Illmob.org was one of the first Web sites to display the Hilton address book information, though the group denies any involvement in the hack or any knowledge of how the address book was stolen, said Pingywon, who described himself as a news poster for Illmob.org, but not the person who posted the Hilton address book.
Sources within the hacking community said that both luckstr4w and the DFNCTSC are unknown. However, whether or not luckstr4w was the author of the password reset exploit, the hole it took advantage of -- if left unpatched by T-Mobile -- was big enough that even inexperienced hackers, or "script kiddies," could use it, provided they knew where to look, experts agree.
Hilton's phone number, which is needed to carry out the hack, was also circulated widely within phone hacking (or "phone phreaking") circles prior to the hack, according to lucky225, a self-described phone phreaker, or hacker, who declined to use his real name.
Phone phreakers took advantage of loose security on T-Mobile's voice mail system and a flaw in Caller ID technology to peruse Hilton's voice mailbox and that of her sister, Nicky, and other celebrities. The Hilton sisters' T-Mobile phone numbers were widely shared on multiuser party lines that are popular meeting places in the phone phreaking community, he said.
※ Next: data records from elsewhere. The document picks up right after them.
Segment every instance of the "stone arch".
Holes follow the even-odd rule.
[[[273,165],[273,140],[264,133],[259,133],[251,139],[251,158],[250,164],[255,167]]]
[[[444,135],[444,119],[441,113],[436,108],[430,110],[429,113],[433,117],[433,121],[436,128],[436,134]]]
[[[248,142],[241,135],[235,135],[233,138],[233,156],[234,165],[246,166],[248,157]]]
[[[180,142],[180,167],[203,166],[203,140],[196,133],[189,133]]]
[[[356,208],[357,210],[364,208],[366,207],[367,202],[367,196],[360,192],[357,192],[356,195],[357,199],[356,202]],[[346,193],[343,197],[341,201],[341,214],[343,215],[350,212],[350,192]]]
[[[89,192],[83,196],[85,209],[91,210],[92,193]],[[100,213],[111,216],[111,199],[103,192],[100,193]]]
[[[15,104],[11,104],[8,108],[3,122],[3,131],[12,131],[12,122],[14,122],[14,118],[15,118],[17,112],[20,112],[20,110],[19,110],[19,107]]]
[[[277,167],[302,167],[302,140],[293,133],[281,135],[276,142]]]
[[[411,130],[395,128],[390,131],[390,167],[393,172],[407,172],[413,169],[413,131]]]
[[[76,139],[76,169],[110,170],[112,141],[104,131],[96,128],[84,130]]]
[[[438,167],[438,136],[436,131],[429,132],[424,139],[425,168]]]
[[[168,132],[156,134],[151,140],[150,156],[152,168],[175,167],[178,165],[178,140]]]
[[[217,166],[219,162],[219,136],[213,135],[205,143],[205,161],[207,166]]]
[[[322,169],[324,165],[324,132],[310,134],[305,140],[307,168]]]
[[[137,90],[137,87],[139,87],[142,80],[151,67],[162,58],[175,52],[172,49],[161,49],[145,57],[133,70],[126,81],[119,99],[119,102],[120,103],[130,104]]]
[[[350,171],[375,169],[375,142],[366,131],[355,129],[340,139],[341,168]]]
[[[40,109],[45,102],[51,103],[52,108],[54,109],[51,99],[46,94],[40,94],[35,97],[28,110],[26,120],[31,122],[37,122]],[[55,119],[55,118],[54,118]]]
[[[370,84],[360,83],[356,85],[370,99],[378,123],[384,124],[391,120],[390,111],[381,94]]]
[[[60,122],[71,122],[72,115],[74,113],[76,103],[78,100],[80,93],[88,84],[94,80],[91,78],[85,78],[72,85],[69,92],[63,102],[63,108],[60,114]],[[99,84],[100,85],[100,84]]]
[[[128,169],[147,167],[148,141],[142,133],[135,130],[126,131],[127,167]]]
The ready availability of Hilton's number and of an exploit that could be used, with it, to give Internet users access to her T-Mobile accounts means that the potential list of suspects for the hack is very long.
However, if luckstr4w's account of the T-Mobile hack is true, it casts doubt on other leading theories of how Hilton's Sidekick was compromised. Observers have theorized that her address book was taken by Jacobsen, over a year ago and only recently surfaced, or that the heiress had an easy-to-guess password.
Regardless of who is responsible for the hack, the bigger problem is with T-Mobile and its public-facing Web sites, experts agree.
The company's Web site is a tangle of hundreds or thousands of large and small security holes that would appear on even a routine scan of the company's Web site using any vulnerability scanning tool, Koziol said.
He expressed shock that the company had apparently fixed the hole Jacobsen used in 2003, without doing a larger security review of their site that would have turned up other problems.